All Hail Avengers Endgame

This past Sunday, Avengers: Endgame passed Avatar to become the highest-grossing movie of all time. It is currently sitting at just over 2.8 billion dollars globally, about one million higher than the 2009 blockbuster. (It did not, however, break the domestic record set by Star Wars: The Force Awakens in 2015, which beats out Endgame domestically 930 million to 855).

Our review can be found here. I did not actually write that review, and while I agree with much of it in substance and conclusion, I am much less of a fan of Avengers: Endgame. It’s not as good as Avengers: Infinity War, and it’s a cut below the top tier of the Marvel Cinematic Universe more broadly. Avatar is probably a better movie as well. Also, Avatar will probably be released before Avatar 2 is released in 2021, which will probably push it ahead of Endgame once again.

My problem with Avengers: Endgame is that the movie is a long train of conveniences and plotholes designed to move the plot forward in a way designed to make me cry. For example, at the beginning of the film, Steve Rogers goes tries to recruit Tony Stark for their mission to go back in time and save half the universe. Tony tells him that it can’t be done, but he then solves the problem of time travel overnight. Before the Avengers go back in time, they can’t make any more Pym particles, but they just so happen to have enough for one round trip for everyone. Later, when Tony and Steve go back to the 1970s to get the Tesseract, Tony just so happens to run into his father, who just so happens to be preparing for the birth of Tony? Meanwhile, Steve just so happens to duck into the office belonging to his 1940s girlfriend (who hasn’t aged in 25 years), who just so happens to walk into the adjacent office at the very moment? When they procure all six infinity stones, Tony can just put them into an Iron Man glove, even though heretofore that required a specially made Infinity Gauntlet?

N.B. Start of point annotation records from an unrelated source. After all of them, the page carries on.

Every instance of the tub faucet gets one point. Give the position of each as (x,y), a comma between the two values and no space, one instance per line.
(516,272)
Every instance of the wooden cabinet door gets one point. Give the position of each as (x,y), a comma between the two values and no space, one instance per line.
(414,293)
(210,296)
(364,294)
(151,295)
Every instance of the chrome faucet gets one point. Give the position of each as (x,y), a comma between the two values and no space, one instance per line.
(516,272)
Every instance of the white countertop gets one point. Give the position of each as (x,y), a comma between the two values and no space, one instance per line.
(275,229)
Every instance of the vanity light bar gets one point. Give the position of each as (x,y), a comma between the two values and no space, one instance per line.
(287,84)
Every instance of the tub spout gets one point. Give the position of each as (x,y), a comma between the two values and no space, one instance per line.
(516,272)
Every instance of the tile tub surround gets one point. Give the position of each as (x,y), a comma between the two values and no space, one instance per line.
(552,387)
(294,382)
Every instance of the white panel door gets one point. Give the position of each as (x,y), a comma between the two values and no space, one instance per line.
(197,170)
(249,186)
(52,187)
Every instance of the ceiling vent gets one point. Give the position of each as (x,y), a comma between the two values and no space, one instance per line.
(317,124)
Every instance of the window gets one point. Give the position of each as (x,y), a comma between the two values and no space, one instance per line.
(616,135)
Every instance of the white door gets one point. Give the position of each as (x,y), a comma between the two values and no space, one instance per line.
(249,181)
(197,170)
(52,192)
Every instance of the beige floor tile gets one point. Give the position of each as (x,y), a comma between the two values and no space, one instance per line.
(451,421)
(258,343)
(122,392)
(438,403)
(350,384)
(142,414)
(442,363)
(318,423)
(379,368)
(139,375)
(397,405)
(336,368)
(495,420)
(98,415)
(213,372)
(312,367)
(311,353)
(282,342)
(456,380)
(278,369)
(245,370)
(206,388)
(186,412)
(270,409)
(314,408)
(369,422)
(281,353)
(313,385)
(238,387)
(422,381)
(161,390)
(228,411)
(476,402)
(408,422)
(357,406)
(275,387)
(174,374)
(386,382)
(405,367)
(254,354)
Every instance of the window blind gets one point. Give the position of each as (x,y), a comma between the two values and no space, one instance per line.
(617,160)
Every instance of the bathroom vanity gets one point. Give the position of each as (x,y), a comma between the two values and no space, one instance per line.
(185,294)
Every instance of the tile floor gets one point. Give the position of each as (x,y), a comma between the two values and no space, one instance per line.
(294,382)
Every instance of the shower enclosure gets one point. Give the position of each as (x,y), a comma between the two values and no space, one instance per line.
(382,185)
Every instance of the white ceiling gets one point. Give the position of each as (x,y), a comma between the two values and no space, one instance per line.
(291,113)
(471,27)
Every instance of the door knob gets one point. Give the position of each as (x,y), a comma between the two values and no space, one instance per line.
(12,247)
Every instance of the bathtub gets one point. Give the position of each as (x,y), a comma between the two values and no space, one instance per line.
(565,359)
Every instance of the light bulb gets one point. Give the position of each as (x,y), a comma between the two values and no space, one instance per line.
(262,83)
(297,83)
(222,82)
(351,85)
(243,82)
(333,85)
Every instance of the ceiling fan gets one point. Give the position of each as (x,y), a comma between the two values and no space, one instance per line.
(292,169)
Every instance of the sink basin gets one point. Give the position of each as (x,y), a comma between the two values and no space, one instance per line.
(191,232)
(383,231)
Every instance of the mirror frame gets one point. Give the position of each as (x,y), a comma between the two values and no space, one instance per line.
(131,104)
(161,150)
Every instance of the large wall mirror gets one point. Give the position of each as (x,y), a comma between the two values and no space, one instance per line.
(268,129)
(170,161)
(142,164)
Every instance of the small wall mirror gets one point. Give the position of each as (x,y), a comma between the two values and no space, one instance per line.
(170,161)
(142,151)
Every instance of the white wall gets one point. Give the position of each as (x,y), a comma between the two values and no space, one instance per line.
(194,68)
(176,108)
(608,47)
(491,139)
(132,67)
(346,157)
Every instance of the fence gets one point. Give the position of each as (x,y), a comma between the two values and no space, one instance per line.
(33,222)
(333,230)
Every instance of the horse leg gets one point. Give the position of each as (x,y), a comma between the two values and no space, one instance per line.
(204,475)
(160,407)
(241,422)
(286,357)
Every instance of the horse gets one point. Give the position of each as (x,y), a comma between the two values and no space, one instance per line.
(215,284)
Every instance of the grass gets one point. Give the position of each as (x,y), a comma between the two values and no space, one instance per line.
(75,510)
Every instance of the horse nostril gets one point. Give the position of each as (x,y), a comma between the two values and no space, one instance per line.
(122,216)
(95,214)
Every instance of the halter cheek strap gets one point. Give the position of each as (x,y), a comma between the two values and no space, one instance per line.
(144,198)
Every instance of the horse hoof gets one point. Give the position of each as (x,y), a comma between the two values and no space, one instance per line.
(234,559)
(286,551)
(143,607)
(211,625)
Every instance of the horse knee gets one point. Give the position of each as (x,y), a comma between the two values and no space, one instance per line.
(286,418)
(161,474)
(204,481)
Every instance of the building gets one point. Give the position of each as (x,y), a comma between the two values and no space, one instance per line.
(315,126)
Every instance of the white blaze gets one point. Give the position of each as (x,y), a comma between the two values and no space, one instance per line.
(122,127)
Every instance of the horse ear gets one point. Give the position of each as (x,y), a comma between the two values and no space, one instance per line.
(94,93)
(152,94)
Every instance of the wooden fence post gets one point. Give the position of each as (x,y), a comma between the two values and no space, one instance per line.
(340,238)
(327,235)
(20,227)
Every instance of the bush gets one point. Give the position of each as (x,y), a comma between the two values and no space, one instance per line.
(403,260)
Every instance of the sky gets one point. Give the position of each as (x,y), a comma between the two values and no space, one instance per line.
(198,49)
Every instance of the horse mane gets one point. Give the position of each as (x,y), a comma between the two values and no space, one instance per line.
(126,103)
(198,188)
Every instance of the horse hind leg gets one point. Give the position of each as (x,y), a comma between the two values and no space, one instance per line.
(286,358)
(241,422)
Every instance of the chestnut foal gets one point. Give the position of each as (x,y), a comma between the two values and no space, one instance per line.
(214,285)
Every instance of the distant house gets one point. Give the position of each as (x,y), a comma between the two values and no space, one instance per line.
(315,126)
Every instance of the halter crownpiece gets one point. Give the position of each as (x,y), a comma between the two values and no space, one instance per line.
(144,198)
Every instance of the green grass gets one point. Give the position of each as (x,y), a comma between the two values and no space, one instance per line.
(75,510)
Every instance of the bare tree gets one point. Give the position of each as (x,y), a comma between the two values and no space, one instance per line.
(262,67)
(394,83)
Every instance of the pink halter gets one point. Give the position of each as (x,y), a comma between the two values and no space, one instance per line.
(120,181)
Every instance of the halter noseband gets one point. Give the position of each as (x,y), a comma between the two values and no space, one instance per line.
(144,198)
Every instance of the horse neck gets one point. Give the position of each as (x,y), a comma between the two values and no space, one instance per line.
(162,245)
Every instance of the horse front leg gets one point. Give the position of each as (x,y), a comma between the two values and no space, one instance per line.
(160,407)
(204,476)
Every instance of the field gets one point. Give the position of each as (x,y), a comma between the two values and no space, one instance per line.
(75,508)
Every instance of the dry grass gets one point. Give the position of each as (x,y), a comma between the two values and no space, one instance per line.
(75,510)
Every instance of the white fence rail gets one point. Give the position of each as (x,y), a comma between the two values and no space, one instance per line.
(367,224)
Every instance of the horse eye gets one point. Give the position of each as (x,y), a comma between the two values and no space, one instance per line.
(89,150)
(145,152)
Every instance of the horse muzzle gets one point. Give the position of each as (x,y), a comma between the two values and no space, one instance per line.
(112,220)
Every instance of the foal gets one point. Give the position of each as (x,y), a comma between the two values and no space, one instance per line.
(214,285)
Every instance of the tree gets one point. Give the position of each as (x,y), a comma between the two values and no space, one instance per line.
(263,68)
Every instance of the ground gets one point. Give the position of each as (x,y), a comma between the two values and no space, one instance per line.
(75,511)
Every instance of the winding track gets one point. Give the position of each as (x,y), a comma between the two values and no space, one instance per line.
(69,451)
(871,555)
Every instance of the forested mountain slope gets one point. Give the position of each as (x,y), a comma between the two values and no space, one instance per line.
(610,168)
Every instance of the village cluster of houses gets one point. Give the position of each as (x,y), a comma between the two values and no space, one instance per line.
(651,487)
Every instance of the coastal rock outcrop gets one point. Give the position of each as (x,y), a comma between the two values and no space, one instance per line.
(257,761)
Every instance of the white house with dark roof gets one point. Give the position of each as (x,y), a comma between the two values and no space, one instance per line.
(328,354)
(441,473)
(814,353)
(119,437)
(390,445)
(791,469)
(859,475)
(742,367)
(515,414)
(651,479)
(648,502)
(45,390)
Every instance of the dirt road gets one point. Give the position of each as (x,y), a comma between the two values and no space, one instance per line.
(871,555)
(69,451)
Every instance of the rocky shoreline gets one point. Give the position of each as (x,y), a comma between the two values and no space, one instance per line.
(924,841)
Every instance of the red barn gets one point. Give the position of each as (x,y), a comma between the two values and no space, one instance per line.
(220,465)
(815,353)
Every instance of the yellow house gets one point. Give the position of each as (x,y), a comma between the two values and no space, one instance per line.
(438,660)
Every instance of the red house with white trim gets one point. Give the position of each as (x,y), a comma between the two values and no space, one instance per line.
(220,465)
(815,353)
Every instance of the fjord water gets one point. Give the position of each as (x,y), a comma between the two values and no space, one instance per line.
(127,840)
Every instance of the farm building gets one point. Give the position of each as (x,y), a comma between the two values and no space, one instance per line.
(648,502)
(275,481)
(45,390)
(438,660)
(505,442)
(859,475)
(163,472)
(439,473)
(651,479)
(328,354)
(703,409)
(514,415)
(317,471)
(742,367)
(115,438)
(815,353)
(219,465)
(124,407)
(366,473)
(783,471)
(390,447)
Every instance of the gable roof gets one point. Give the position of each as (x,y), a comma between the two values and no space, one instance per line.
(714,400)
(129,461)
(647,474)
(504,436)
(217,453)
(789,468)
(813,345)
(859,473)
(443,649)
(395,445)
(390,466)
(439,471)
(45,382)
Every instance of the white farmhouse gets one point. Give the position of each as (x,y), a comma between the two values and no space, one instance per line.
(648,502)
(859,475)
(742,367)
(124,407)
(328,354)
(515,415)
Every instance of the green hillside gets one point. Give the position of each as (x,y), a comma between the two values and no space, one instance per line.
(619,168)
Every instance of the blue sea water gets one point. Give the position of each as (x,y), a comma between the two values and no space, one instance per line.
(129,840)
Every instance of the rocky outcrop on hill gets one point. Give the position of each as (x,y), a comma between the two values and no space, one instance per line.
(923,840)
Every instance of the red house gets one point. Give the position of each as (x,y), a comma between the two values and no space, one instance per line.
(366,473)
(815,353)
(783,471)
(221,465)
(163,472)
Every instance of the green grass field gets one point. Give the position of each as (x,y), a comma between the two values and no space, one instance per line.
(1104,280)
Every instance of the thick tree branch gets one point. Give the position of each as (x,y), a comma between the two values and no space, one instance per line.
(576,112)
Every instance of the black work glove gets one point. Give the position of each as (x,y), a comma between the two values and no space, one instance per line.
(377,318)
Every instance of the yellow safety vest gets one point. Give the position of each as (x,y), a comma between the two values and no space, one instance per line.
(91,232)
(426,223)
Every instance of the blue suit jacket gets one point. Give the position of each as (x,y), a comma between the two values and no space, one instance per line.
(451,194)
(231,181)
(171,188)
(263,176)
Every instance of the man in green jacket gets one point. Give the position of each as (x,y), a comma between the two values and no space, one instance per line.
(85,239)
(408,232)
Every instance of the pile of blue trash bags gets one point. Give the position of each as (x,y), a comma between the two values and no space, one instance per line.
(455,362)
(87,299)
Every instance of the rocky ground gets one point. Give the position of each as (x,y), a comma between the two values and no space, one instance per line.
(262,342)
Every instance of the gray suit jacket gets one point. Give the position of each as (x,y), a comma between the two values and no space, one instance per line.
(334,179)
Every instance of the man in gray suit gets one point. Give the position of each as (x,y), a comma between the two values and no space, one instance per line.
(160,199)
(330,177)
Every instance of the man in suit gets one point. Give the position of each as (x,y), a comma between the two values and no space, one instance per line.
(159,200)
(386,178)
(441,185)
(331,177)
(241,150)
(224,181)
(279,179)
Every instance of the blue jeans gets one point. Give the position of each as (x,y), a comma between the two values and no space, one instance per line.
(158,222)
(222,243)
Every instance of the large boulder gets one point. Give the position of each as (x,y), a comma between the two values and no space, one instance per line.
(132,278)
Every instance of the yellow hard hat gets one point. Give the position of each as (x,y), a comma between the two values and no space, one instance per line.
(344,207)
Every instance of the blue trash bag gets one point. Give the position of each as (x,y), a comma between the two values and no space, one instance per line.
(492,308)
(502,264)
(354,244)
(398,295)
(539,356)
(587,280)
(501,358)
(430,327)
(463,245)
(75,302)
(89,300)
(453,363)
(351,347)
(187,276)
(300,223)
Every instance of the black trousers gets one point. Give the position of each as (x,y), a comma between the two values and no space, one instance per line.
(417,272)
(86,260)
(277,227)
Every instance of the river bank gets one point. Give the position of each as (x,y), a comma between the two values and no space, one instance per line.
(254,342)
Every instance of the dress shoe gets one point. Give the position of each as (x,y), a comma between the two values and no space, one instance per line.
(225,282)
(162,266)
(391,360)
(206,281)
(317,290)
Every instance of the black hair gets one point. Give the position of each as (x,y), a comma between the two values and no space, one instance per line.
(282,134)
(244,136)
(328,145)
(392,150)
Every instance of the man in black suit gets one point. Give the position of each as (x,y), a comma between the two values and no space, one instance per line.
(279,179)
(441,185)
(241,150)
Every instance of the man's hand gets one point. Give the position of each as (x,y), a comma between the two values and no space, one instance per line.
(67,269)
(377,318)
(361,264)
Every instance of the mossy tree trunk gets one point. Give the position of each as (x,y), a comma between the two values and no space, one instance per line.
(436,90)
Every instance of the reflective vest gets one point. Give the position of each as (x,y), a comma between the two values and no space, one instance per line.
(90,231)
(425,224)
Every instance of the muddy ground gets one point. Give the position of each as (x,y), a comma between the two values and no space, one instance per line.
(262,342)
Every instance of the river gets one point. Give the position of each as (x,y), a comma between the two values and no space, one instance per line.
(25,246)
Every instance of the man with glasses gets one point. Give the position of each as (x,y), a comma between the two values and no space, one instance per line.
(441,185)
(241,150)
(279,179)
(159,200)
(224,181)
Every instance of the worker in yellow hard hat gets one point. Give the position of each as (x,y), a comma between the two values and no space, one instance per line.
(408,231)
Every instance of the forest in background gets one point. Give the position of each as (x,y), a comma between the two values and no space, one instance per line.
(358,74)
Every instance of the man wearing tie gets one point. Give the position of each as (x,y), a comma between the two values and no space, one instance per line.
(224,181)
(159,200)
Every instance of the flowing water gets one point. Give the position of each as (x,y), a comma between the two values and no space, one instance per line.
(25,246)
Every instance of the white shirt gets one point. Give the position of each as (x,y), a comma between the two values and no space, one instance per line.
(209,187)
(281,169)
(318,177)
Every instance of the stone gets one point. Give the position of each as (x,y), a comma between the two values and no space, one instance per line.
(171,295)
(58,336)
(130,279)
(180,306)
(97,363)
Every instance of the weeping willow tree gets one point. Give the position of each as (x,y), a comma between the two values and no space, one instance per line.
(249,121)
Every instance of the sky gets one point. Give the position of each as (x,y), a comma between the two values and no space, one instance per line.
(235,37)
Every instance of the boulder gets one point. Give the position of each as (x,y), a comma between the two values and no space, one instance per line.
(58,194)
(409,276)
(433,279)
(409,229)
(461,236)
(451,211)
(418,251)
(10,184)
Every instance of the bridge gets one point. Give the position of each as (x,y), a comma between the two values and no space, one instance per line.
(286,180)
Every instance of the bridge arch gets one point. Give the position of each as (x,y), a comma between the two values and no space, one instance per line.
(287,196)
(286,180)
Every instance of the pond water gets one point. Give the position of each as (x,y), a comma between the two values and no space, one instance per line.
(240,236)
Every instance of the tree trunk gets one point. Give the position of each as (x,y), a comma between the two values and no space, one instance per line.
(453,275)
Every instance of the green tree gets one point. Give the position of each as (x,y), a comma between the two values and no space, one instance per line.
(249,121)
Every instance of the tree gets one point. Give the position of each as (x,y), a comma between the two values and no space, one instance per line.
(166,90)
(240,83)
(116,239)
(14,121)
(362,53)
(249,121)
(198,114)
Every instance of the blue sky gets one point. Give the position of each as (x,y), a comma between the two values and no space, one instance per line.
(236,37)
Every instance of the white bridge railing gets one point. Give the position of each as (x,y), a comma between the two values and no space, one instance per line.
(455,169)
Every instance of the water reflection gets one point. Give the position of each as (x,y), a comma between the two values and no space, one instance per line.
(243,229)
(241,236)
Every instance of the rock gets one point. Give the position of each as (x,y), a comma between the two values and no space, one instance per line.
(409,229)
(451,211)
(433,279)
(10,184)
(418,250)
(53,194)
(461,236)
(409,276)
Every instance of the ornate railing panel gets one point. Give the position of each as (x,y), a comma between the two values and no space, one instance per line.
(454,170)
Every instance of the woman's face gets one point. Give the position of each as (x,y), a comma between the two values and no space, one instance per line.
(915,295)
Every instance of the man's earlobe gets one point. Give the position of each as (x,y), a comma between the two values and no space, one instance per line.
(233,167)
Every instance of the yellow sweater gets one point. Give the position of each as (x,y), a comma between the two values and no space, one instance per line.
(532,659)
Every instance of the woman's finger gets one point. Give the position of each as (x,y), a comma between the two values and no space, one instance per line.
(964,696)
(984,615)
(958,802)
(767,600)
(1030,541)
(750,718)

Or take Tony Stark’s daughter Morgan. At the beginning of the movie, we find out that Tony has built a family with Pepper and Morgan, and that he is unwilling to jeopardize the life he’s built even to save the world. However, as soon as he rejoins the team, Tony Stark the rest of the movie functions like Tony Stark in any other movie. The movie presents this interesting conflict involving Tony as a father, but it doesn’t bother cultivating it. Morgan ultimately ends up an insert into a couple scenes in an artificial attempt to make me care more. It’s the same trick Fox played with Magneto in X-Men Apocalypse – I didn’t respect it then, and I’m not going to respect it now.

I could go on. The point is that the only logic Avengers: Endgame pays homage to is what will make fans the most emotional at the movie’s end, even if it forces them to forego logic or consistency and feels forced. And since it’s a celebration of 11 legitimately impressive years of the Marvel Cinematic Universe, it doesn’t really offer anything new. This doesn’t make Endgame bad, it just makes it a standard Marvel offering, just with a bigger cast and a more epic finale.

As for the epic final battle, it’s glorious. When I first saw it in theaters, I freaked out a little bit. Actually a lot. But in hindsight, it’s a very nice show that’s short on substance. There’s no strategy, we know nothing about the relative strengths of the two forces, and we really have no idea who’s winning at any point. It’s just two really big groups of superpowered beings running at each other and punching one another while playing keep the Infinity Gauntlet away from Thanos. The only strong character moment, at least until the end, is when Scarlet Witch confronts Thanos, which is the best scene in the battle. But the purpose of the fight is to have a big and climactic ending battle that you walk away from in tears, not to accomplish something.

Compare that to the gold standard of these types of battles – Helm’s Deep in Lord of the Rings: The Two Towers, in which the battle exists on two levels, the first the actual fight, and the second being a personal cycle for our main characters of arrogance, defeat, despair, desperation, and salvation. None of that exists in Avengers: Endgame.

I liked Avengers: Endgame. It’s an eight out of ten and probably the best movie I’ve seen so far this year. But I’m unwilling to consider it the genre’s, or even the series’ best, just because it has a big battle, Tony Stark dies, and all our heroes come back to life, especially when the emotional build-up to these points is so forced. Congratulations to Marvel for having the highest-grossing movie of all time, even if it’s an ultimately unspectacular film. But I must give credit where credit is due. All hail Avengers: Endgame.